La production tout d'abord : 2 666 590 fabriqués dans le monde entier, -6,1%. Les usines ont particulièrement baissé le rythme au Japon (-14,4%), mais aussi en Angleterre (-8,7%). Le contexte géopolitique n'étant pas favorable à l'économie en ce moment au Royaume-Uni, l'usine de Sunderland, qui produit notamment le Juke et le Qashqai, a vu son rendement décroître de 36,6% sur le seul mois de septembre.

Si la production s'est quelque peu ralentie, sans doute était-ce pour s'adapter à la réalité des ventes. Nissan a cédé 2 719 513 véhicules dans le monde pour son premier semestre, -2,4%. Ceci en dépit d'immatriculations en légère hausse au Japon (+0,5%) ; l'Europe a en effet décroché (-13,6%, 329 980 ventes), tout comme l'Amérique du Nord, qui inclut le Mexique (-9%, 941 578 immatriculations).

Nissan se veut toutefois positif : "La Nissan Leaf a été la voiture électrique la plus vendue d'Europe" se félicite la marque, sans citer de chiffres toutefois. Une assertion qui n'est pas valable en France. La Leaf est la deuxième voiture électrique la plus vendue (16% de parts de marché), loin derrière la Renault Zoé qui représente à elle seule 51% du marché.

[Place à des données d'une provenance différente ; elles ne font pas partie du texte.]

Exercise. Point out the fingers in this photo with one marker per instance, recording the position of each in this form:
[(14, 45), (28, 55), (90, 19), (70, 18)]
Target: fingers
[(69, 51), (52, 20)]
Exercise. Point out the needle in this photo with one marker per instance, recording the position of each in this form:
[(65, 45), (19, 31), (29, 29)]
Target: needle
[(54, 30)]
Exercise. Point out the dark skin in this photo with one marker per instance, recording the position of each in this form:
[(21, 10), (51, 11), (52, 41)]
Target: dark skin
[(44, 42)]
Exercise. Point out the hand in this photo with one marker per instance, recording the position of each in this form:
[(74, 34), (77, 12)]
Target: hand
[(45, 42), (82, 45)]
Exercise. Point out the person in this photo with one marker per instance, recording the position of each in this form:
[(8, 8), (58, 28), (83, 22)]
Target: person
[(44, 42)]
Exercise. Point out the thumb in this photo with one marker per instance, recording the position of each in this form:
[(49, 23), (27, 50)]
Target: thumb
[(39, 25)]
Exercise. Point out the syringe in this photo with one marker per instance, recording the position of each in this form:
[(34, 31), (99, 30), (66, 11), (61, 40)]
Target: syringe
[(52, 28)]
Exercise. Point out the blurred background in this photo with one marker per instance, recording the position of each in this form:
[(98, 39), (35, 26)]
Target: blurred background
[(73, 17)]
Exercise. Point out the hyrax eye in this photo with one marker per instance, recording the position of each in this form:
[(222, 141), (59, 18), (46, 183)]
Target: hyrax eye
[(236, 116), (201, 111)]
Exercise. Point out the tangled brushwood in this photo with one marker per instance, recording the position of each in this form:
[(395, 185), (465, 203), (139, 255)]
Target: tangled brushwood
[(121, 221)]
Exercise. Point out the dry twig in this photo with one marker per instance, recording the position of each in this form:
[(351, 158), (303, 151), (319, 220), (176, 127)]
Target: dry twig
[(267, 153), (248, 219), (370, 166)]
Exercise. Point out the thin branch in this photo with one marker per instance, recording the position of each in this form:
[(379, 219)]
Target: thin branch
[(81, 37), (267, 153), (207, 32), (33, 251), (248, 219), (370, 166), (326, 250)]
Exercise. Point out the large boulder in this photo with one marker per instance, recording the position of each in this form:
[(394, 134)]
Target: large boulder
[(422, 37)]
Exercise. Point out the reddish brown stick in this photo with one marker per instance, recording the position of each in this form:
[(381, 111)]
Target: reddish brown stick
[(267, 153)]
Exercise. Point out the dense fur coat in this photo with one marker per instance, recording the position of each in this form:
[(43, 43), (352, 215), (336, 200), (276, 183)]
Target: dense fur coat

Le premier semestre s'est révélé plus porteur pour Toyota. Le constructeur, grand concurrent de Nissan, a produit 5 199 660 véhicules entre avril et septembre 2018 (+1,3%), poids lourds inclus. Si l'on ne s'intéresse qu'à la marque Toyota, la production a fait du surplace : 4 388 282 unités fabriquées, -0,7%.
Les ventes ont suivi le chemin inverse de celles de Nissan : 4 797 000 Toyota distribuées dans le monde (+1,4%), dont 4 056 000 (+2,5%) en dehors du Japon.

Sur les 9 mois écoulés, les ventes de Nissan en France sont en recul de 5,8% avec 51 914 immatriculations. Celles de Toyota sont en hausse de 9,1%, avec 70 907 VN cédés.